Ele não usou a religião para unificar
seu império, como se fosse algum tipo
de externalidade. A religião e suas funções estavam vinculadas à vida romana pública e privada.
Portanto, a conversão de Constantino também significou mudança política; não
por causa de alguma mistura original, odiosa de teologia e império, mas porque
a Roma do quarto século não conhecia nada diferente.
Aqui
começa a se desnudar a deficiência fundamental da tese de que “o cristianismo é
uma invenção de Constantino”: falta-lhe a consciência histórica, absolutamente
fundamental no processo de maturação intelectual de qualquer indivíduo. A
aliança entre o império romano sob Constantino e a Igreja não foi friamente
conspirada por bispos sedentos de poder e o imperador. Foi uma decorrência
natural da conversão de Constantino.
Sua
conversão foi sincera? O império melhorou em algum aspecto após a
“cristianização”? Leithart argumenta que sim – e “convincentemente”, segundo a
adjetivação de Hauerwas. Ele aponta que, após a visão de Constantino da cruz
com a frase “In hoc signo vinces”
(“Sob este símbolo vencerás”), o helênico se tornou um cristão verdadeiro e,
tendo compreendido que Jesus era o fim do sacrifício, “dessacrificiou” a ordem
política romana. É bom lembrar que, ao contrário do que muitos dizem, não foi o
edito de Milão (do ano 313) que tornou o cristianismo a religião oficial do
império romano, mas o edito de Tessalônica, publicado em 380 por Teodósio. O
primeiro apenas tirou os cristãos da clandestinidade. Mas Leithart não pretende
isentar o governo de Constantino de erros. Pelo contrário: a imagem que ele usa
é de que o império sob Constantino recebeu a Igreja dentro de si e permitiu ser
batizado por ela; tratando-se de um “batismo infantil” (não uma conversão
repentina ou completa), ele foi apenas um começo.
A
avaliação do historiador Eusébio de Cesareia é mais entusiasmada:
Assim, depois que toda a tirania havia
sido finalmente purgada, o império foi com justiça conservado firme e sem rival
a Constantino e seus filhos.
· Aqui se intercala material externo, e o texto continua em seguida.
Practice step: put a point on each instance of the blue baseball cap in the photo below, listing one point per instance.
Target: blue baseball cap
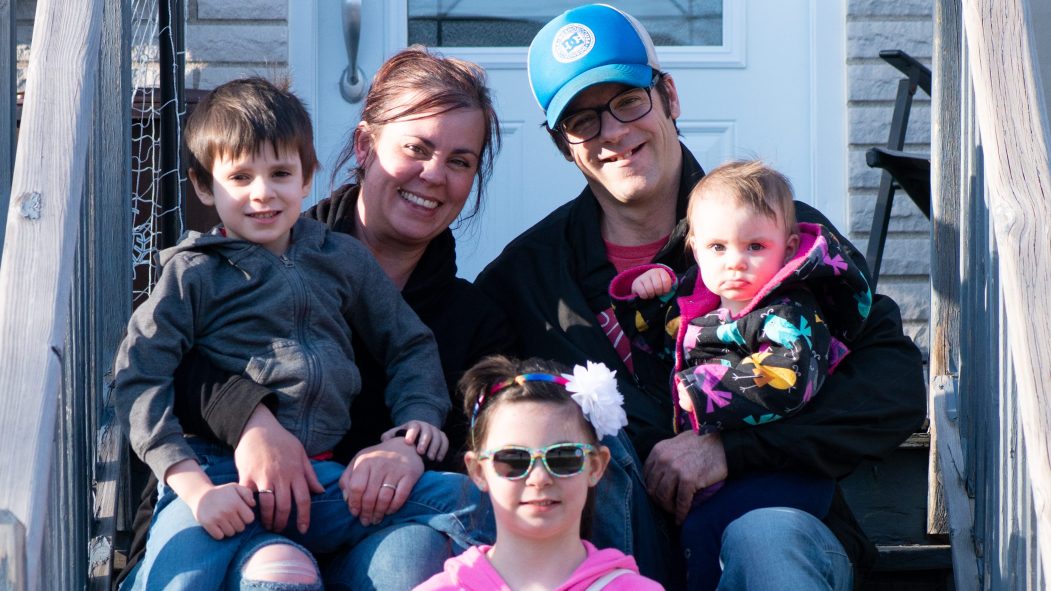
(584, 46)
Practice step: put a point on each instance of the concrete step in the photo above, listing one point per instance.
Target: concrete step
(911, 568)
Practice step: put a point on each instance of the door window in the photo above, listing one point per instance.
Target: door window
(513, 23)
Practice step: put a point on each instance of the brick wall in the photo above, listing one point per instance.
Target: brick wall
(873, 25)
(225, 40)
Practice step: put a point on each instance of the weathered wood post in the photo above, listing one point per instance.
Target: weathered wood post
(945, 159)
(35, 274)
(1014, 131)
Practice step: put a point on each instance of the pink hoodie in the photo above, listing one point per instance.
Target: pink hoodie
(472, 571)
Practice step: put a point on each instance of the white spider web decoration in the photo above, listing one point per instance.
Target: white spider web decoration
(147, 175)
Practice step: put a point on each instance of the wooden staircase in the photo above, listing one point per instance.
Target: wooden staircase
(889, 500)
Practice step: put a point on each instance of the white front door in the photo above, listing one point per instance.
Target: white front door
(756, 79)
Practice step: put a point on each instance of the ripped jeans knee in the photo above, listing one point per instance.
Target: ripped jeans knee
(274, 564)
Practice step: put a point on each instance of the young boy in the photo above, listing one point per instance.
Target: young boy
(751, 344)
(753, 335)
(275, 298)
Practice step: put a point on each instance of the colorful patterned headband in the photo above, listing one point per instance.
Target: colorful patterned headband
(593, 387)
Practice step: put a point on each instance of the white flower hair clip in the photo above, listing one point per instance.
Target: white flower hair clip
(595, 389)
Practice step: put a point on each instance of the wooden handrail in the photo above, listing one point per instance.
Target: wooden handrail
(1014, 130)
(35, 273)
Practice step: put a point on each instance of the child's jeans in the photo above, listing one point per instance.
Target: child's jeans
(714, 508)
(181, 554)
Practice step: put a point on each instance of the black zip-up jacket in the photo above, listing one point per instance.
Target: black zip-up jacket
(466, 323)
(553, 281)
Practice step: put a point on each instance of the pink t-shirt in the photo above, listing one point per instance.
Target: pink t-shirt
(472, 571)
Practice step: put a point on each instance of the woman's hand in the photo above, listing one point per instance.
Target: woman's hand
(430, 441)
(378, 481)
(272, 462)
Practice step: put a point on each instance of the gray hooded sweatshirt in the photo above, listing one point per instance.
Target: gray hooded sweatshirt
(286, 323)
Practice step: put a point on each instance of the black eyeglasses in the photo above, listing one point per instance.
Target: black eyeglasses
(586, 124)
(561, 460)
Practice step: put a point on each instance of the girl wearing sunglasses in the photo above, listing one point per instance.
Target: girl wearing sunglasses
(534, 447)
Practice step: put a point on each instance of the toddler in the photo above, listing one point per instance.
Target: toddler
(276, 298)
(753, 330)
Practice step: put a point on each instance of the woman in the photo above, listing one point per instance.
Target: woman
(428, 131)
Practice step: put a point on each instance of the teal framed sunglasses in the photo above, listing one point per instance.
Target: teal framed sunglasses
(562, 460)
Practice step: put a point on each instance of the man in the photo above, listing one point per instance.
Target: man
(586, 68)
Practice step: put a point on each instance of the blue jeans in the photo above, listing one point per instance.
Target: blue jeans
(625, 518)
(181, 554)
(783, 549)
(396, 558)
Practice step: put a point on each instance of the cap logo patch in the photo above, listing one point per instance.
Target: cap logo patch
(572, 42)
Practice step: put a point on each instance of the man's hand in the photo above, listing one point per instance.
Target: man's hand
(679, 467)
(653, 283)
(379, 479)
(429, 440)
(270, 459)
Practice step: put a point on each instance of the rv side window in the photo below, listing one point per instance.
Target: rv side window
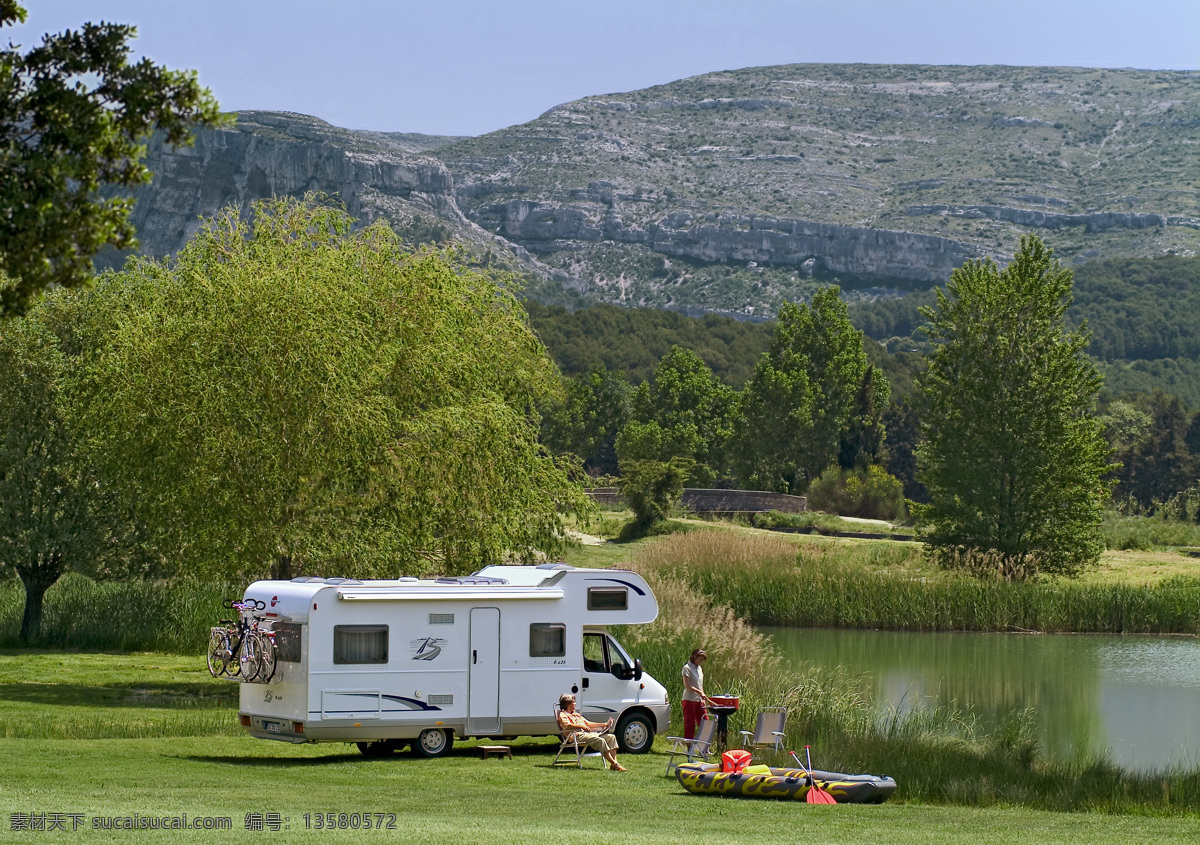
(287, 642)
(360, 643)
(607, 598)
(547, 640)
(593, 653)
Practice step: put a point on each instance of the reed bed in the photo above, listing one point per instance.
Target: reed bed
(124, 616)
(771, 581)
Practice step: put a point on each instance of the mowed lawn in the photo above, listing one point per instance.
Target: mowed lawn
(111, 771)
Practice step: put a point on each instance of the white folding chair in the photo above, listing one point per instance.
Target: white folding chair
(768, 730)
(701, 745)
(576, 750)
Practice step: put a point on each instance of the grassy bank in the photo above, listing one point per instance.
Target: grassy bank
(777, 581)
(466, 799)
(82, 732)
(120, 616)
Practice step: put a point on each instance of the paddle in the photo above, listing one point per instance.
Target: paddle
(816, 795)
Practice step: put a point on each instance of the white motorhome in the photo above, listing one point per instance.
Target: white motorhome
(421, 661)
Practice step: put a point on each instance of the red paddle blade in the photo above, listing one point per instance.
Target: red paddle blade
(819, 796)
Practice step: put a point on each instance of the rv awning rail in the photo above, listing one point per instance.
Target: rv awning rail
(448, 594)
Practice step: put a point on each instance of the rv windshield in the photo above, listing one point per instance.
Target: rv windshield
(619, 663)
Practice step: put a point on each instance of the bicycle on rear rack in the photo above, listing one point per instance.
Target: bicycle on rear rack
(240, 647)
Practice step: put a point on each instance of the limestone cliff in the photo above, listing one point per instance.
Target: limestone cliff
(271, 154)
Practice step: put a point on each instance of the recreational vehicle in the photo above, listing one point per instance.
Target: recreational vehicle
(388, 664)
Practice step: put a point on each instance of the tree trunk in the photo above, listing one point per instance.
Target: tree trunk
(37, 579)
(281, 570)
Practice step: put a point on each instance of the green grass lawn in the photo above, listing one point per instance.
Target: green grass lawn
(73, 739)
(466, 799)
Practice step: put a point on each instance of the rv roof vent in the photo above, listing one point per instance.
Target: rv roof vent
(473, 581)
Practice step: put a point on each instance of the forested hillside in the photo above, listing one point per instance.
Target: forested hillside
(1144, 316)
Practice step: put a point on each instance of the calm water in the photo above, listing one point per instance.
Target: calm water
(1137, 699)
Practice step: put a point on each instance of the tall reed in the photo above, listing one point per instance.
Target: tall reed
(769, 581)
(126, 616)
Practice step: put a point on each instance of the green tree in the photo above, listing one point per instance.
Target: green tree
(54, 516)
(685, 412)
(1151, 445)
(1012, 457)
(307, 397)
(73, 117)
(587, 418)
(814, 399)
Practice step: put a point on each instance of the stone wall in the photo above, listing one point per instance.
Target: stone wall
(700, 501)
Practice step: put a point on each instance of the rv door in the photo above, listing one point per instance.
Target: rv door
(484, 678)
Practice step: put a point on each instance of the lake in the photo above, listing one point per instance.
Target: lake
(1135, 699)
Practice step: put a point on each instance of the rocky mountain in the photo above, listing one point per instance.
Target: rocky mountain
(880, 175)
(733, 191)
(265, 154)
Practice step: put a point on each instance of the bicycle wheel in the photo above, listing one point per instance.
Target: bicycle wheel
(267, 658)
(219, 652)
(251, 657)
(233, 663)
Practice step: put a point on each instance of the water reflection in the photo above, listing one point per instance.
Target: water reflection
(1137, 699)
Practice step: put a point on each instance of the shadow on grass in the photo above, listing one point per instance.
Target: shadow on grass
(177, 695)
(532, 749)
(635, 531)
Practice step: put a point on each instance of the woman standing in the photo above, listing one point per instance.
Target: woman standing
(694, 693)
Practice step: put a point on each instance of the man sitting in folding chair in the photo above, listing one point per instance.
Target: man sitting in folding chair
(701, 745)
(593, 733)
(768, 730)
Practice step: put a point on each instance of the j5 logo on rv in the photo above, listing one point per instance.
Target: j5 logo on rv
(426, 647)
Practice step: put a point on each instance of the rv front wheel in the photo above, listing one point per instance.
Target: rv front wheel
(635, 733)
(433, 742)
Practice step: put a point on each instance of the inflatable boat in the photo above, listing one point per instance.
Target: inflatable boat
(784, 784)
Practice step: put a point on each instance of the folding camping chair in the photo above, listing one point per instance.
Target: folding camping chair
(700, 747)
(768, 730)
(574, 748)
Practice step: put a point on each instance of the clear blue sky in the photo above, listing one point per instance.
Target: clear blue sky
(472, 66)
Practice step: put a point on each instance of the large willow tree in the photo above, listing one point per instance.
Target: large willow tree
(299, 396)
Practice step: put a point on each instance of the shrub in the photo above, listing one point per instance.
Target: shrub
(870, 493)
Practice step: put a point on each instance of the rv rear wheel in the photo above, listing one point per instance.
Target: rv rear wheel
(433, 742)
(635, 733)
(379, 748)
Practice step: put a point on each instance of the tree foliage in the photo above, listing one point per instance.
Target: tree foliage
(684, 412)
(306, 397)
(1012, 459)
(814, 399)
(54, 515)
(1151, 445)
(587, 417)
(73, 117)
(634, 341)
Os quais, em primeiro lugar eliminando aquela
inimizade contra Deus mostrada pelos governantes anteriores, sensíveis às
misericórdias a eles conferidas por Deus, também mostraram seu amor pela
religião e por Deus, com devoção e
gratidão a Ele pelas obras e operações que apresentaram à vista do mundo
inteiro. (CESAREIA, Eusébio de. “História Eclesiástica: Os Primeiros Quatro Séculos da Igreja Cristã”.
Rio de Janeiro: CPAD, 1999, p. 403).
Muitos
dizem que o entusiasmo de Eusébio se deve a uma simpatia do historiador à
posição de Constantino na polêmica ariana. Já chegaremos nesse ponto. Por ora,
prefiramos a apreciação comedida de Leithart. Mesmo porque não é preciso gostar
do governo constantiniano para negar que ele tenha paganizado a fé cristã.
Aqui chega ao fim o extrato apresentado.